Another friend, in an online chat type discussion, said something like this: "I don't need theology; I need a God I can see and touch, who can hold me when I'm distressed, speak to me and kiss me."
These types of comments are beginning to make the problem clear to me. They're just asking for what the church we've grown up in, the seeker-sensitive evangelical church, has told them to expect. We've been told that God will meet all our needs, without being told to repent of our need to control everything. We've been told that God will answer all our questions, without being told not to put God to the test. We've been told Aslan IS a tame lion and this is the kind of god these guys want. They want a god who will hop up on their examination tables so they can see and touch him while he, in his infinite patience, might ask for a few token observances, but won't demand that they surrender everything, especially their thinking ("otherwise how would I know I wasn't deluding myself?"). The god they want doesn't need them to renew their minds. They want an idol.
Idolatry rests on the confusion of the transcendent and the creaturely, making the divine openly available to the creature to be seen and touched. These guys don't want the transcendent God of the Bible; they want the god we talk about at church.

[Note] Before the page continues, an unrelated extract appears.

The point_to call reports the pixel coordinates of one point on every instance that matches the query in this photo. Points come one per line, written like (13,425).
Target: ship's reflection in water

One of these friends of mine, who holds a degree in biblical studies and theology, often comes back to the signs motif in the Gospel of John. In John, Jesus performs numerous miraculous signs with the explicit intention of their serving as signs toward belief in him. This guy claims that if he could have been one of that select group who were lucky enough to live in Galilee or Judea in that three year or so period when Jesus walked around turning water into wine, he would believe. Of course I raise all the classic objections that plenty of people did see these things and didn't believe, but he comes back with the honest enough self appraisal that he truly thinks he wouldn't be one of them, that he would be one of the few to put his whole trust in Christ if he saw that kind of objective proof. Isn't the whole point of the incarnation after all to bring God within our observable sphere so we CAN see and touch him?

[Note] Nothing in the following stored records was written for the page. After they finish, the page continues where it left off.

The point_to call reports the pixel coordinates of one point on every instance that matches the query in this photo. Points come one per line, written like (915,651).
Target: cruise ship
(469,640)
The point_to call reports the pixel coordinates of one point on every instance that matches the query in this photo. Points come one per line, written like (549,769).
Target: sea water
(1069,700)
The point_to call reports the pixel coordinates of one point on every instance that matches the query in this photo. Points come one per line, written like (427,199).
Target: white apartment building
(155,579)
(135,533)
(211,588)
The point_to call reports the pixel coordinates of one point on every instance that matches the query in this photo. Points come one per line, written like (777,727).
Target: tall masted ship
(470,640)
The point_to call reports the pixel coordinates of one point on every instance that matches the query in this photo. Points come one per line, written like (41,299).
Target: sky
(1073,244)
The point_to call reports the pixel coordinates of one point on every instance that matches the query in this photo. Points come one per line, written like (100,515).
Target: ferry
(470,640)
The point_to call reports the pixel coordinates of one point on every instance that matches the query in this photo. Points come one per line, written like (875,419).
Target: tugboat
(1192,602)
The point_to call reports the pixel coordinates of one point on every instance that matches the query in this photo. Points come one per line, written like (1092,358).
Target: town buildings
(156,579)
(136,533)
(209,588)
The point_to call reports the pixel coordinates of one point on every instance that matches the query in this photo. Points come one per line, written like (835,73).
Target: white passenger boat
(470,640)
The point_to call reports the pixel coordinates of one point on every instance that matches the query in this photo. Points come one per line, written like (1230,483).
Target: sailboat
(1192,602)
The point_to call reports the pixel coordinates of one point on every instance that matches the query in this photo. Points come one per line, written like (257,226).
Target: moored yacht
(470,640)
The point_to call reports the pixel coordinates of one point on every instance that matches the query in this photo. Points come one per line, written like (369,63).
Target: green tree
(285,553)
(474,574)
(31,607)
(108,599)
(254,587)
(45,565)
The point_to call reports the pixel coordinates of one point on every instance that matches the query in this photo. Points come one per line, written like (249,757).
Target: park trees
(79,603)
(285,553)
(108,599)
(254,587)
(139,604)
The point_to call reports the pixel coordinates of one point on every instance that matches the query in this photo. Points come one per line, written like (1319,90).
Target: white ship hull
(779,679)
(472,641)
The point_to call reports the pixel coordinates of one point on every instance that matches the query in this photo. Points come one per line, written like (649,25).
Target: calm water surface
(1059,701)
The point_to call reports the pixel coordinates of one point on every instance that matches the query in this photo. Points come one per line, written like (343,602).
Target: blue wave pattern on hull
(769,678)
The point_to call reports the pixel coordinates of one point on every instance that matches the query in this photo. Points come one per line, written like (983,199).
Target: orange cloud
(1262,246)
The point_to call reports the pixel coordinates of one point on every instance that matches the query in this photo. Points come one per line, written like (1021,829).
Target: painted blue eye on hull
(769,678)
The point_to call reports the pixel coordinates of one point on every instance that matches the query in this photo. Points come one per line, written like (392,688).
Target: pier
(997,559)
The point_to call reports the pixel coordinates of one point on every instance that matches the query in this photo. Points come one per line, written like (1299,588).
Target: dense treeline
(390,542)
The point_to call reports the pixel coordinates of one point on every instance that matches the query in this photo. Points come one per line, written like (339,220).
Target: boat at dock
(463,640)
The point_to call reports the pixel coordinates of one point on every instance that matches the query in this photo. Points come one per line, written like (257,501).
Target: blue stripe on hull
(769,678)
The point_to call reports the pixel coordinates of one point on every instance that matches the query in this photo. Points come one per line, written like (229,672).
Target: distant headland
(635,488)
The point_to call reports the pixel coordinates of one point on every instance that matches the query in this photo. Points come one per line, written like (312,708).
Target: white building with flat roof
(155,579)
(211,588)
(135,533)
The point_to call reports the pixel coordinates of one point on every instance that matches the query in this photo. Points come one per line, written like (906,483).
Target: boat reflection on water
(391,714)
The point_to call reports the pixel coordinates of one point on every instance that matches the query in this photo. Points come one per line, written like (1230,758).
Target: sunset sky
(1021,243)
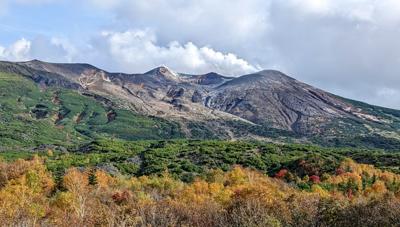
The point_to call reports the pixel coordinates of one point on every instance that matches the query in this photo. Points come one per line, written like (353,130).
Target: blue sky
(348,47)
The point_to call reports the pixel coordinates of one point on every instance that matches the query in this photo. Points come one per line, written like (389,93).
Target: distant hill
(64,104)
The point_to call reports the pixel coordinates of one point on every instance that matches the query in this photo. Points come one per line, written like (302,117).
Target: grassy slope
(30,116)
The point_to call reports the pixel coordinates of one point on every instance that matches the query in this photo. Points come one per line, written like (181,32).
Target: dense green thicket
(187,159)
(31,116)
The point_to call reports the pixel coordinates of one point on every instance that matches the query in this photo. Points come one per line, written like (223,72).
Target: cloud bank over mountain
(348,47)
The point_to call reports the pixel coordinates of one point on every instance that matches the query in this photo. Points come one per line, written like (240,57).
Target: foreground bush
(357,195)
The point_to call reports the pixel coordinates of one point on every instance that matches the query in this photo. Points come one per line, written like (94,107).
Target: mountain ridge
(263,105)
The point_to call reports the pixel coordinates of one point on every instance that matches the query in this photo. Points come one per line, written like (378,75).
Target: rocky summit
(266,105)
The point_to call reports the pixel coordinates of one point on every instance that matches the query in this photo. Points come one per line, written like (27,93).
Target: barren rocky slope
(260,105)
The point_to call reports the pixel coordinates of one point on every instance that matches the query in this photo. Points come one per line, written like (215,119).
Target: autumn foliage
(356,195)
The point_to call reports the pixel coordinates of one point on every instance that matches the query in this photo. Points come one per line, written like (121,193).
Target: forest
(173,184)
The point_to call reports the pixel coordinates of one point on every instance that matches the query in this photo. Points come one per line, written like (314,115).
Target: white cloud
(18,51)
(138,50)
(54,50)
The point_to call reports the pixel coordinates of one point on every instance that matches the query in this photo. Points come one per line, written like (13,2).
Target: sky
(348,47)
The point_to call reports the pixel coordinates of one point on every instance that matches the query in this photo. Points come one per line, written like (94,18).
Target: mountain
(62,104)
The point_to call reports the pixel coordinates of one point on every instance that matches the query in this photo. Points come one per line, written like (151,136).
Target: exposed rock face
(263,98)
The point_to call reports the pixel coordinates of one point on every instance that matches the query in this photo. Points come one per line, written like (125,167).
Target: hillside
(64,104)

Two things seem important here. First, Jesus' divinity is never objectively observable. It is objective, but its objectivity stands in total authoritative lordship over us, opening us up to investigation, not itself. It is Jesus' humanity that is on open display in his incarnation; his divinity, despite all the miraculous signs to it, is still only known through faith. The signs, for all their impressiveness, do not establish his divinity but point past themselves to it; they are, after all, miracles performed by a human and this can never be proof that this human is God. Even in Christ's incarnation, there can be no proof for God's existence. This is why so many can see the miracles and disbelieve while Anna and Simeon are able to believe seeing only the unimpressive infant Jesus with no external objective proof of his divinity (yes, I know thats in Luke, but its still valid).
Second, and probably more importantly, we must consider the theological implications of Christ's ascent into heaven. It is on purpose that so few saw the historical Jesus and so many more see the church in all its fallibility. Jesus was not an idol in his historical earthly life, but his ascension only establishes that fact more plainly. God never gave us any reason to expect any epistemological control over him; we can always only know him through faith. But won't we see him directly in heaven? Yes, when our minds are raised incorruptible from the dead. For now, they must be subjected to death. Our minds must be renewed and there is no undoubtable Cartesian basis for this to convince us in our fallen state that this must be so. We must relinquish control, repent of attempts to epistemologically control God and put him to the test. We must respond to the transcendent Word of God present in Jesus' humanity in faith for its own sake, not because we find it reasonable. To know God in Christ we must totally start over, including starting our thinking over from a totally new starting point, outside ourselves in Christ; we must be born again in him. A god that presents himself as fully reasonable to our fallen minds cannot be God; likewise a god that presents his full being to our eyes without destroying us can only be an idol.